Metallic Rouge episode 4, where the philosophical and the physical meet

boy screaming
Photo: Bones/Crunchyroll

The reveal of Juval’s killer is a little underwhelming. It was Rion, the Nean assistant to Dr. Afdal. Rion was a bit of a wet blanket when he was on screen. Still, his being able to murder Juval is a big deal. Earlier in the episode, a Nean says Neans can’t kill each other. Up to this point, we’ve only seen either Immortal Nine or Rouge members kill other Neans or humans. This action hints that the Neans might be able to override the Asimov code.

However, Afdal shows up to kill Rion and reveals himself as Phantom Verde, the Immortal Nine member Rouge and Naomi were after. This gives more context to his comments in the previous episode. It turns out that Afdal/Phantom Verde is a nihilist. He believes neither humans nor Neans have free will. Hell Gallion, who shows up to frame Rouge, seems content to stoke the fires of discontent on each side, Phantom Verde believes neither sides needs that. They’ll destroy themselves of their own accord.  

The fight with Rouge digs into one of the series’ big conflicts: what agency does Rouge have? Is Rouge simply a tool for Alethia to eliminate troublesome Neans? Does Rouge fight the Immortal of her own free will and her own reasons? Rouge, throughout the fight, insists she does this on her own, and Naomi makes a point early on that neither of them are tools. Still, there’s a doubt she’s not fully in control.

This brings up maybe the biggest revelation in the show so far: Rouge’s past. We learn that Rouge is uncertain of her activation date. During the fight with Phantom Verde, Rogue hallucinates various other Neans that she’s killed. She’s clearly haunted by the deaths of those she defeated.
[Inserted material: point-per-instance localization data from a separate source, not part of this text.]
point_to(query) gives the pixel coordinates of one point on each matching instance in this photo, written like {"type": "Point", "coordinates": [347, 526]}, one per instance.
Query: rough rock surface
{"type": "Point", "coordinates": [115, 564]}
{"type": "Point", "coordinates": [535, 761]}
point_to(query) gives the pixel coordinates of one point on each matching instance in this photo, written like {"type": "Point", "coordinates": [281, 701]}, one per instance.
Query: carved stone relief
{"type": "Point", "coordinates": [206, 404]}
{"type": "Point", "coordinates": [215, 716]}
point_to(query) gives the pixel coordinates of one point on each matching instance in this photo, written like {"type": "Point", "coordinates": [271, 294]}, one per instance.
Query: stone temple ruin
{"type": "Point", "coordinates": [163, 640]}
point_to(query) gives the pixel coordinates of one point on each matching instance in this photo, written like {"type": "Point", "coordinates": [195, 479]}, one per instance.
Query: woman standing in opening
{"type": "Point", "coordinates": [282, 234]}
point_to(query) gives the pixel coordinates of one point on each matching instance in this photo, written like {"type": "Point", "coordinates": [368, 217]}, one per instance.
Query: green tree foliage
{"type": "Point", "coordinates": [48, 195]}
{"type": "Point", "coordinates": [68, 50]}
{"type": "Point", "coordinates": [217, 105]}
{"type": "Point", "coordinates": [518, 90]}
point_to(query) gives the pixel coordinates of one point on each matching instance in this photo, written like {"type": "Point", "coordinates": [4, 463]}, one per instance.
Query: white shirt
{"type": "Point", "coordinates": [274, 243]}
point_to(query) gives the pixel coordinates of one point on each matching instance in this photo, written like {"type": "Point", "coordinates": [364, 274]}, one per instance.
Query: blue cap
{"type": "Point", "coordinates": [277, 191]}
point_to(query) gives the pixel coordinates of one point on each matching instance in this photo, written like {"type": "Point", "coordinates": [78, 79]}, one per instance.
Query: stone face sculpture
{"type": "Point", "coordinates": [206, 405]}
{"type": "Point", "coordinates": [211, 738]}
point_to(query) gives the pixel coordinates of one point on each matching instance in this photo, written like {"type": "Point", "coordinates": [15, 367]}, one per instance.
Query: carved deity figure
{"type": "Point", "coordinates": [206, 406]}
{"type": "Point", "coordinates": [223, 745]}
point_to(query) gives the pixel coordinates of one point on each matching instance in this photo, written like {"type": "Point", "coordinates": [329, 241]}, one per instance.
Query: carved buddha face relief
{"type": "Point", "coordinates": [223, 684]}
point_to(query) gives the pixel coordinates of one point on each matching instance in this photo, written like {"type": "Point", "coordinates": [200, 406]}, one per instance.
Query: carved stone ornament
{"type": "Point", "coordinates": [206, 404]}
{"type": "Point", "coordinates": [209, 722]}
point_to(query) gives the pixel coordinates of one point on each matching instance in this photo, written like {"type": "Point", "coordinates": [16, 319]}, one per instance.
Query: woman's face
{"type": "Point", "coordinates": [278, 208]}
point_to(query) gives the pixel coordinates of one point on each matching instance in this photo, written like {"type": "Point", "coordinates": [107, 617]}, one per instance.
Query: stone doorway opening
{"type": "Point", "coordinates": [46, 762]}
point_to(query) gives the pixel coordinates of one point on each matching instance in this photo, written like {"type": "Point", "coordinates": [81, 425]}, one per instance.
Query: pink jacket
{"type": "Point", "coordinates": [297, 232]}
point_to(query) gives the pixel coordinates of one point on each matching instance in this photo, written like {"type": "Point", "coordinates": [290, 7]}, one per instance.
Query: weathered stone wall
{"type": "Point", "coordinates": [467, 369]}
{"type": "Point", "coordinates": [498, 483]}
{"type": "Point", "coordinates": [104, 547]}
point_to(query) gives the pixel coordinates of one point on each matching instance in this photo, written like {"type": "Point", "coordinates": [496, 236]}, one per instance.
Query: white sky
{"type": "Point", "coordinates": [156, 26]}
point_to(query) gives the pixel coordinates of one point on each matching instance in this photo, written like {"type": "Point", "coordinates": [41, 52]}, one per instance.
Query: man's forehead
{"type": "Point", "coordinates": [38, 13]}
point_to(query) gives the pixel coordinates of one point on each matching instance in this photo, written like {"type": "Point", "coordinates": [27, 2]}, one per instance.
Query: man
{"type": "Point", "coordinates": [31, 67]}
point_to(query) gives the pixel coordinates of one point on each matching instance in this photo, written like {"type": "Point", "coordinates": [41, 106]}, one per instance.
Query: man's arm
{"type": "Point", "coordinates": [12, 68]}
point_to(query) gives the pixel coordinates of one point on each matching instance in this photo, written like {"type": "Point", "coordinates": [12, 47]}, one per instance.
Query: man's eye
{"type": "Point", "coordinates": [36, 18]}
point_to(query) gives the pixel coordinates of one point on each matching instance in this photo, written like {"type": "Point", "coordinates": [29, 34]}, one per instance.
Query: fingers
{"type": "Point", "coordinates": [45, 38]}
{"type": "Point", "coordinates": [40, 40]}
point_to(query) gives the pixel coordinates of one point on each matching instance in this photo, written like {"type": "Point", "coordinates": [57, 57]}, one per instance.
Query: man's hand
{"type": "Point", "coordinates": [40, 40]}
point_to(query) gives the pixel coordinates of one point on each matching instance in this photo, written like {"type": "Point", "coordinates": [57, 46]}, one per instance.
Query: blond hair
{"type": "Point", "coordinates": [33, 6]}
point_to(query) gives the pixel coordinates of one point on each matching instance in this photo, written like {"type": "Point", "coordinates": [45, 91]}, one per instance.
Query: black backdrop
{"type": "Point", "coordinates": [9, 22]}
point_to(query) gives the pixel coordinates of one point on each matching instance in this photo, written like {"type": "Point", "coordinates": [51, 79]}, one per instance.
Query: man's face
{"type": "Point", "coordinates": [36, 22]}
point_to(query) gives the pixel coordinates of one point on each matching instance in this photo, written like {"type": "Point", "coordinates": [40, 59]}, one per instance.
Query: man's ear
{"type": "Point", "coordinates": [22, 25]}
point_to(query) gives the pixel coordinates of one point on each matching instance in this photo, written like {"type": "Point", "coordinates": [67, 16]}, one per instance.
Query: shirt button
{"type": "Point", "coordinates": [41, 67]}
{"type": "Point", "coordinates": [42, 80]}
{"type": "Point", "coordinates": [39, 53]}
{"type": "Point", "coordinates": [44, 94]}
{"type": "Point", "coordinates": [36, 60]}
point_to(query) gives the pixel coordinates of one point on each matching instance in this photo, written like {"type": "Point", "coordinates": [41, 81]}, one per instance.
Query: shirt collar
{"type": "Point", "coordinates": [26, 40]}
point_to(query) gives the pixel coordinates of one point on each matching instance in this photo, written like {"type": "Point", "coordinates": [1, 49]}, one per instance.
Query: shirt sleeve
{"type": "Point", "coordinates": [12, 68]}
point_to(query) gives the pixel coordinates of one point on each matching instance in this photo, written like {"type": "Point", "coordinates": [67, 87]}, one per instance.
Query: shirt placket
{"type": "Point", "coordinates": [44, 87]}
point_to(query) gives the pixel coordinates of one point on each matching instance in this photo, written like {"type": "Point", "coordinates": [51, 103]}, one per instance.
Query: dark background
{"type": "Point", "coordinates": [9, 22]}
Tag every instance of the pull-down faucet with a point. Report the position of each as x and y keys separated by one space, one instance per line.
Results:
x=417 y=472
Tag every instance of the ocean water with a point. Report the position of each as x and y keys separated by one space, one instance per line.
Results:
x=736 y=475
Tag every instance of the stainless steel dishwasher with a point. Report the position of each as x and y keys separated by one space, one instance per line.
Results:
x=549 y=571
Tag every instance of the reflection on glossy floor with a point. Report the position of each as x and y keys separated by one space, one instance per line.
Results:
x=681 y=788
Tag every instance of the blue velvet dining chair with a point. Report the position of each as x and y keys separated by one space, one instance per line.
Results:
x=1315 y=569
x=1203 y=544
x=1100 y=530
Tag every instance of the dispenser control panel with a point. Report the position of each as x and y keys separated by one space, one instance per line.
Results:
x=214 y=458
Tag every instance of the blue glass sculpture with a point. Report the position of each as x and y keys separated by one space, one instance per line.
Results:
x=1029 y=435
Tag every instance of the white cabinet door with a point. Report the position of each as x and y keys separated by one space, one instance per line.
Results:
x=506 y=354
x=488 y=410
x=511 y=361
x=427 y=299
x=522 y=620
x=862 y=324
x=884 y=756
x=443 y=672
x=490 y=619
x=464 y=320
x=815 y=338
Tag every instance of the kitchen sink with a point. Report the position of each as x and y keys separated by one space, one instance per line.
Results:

For a lead character, Rouge has been a nobody so far. This episode starts turning her into a person, thanks to some solid voice acting from both her American and Japanese voice actors, Monica Flatley and Yume Miyamoto.

Photo: Bones/Crunchyroll

The fight with Phantom Verde once again shows Bones’ ability to create dynamic fight animation. The animators in all the fight sequences so far have put real physicality into the battle sequences. There’s gravity and weight when a character makes physical contact. There are also some visuals employed. Verde constantly deploys a nerve gas, so there’s fog everywhere as he and Rouge duke it out. Seeing Rouge literally confront the ghosts of her guilt as hallucinations add layers to her struggle. That it ends with both combatants lying on the floor, one dead and the other exhausted, couldn’t be a better visual.   

By the way, as everything is going on, we see more of that circus only really showed up at the end of the last episode. The Circus of the Robot looks pretty ominous throughout the episode. It is even more ominous when they march on the Nean settlement at the end of the episode. 

VERDICT: “Freedom and Phantoms” showcases the kind of show Metallic Rouge has been building towards. While it still doesn’t unravel any of the mysteries laid in previous episodes, both the philosophical and physical conflicts feed into each other. The struggle for free will and autonomy plays out on a macro level (the conflict between the police and the Neans) and a micro level (Phantom Verde and Rouge’s fight). Rouge finally starts becoming her own character.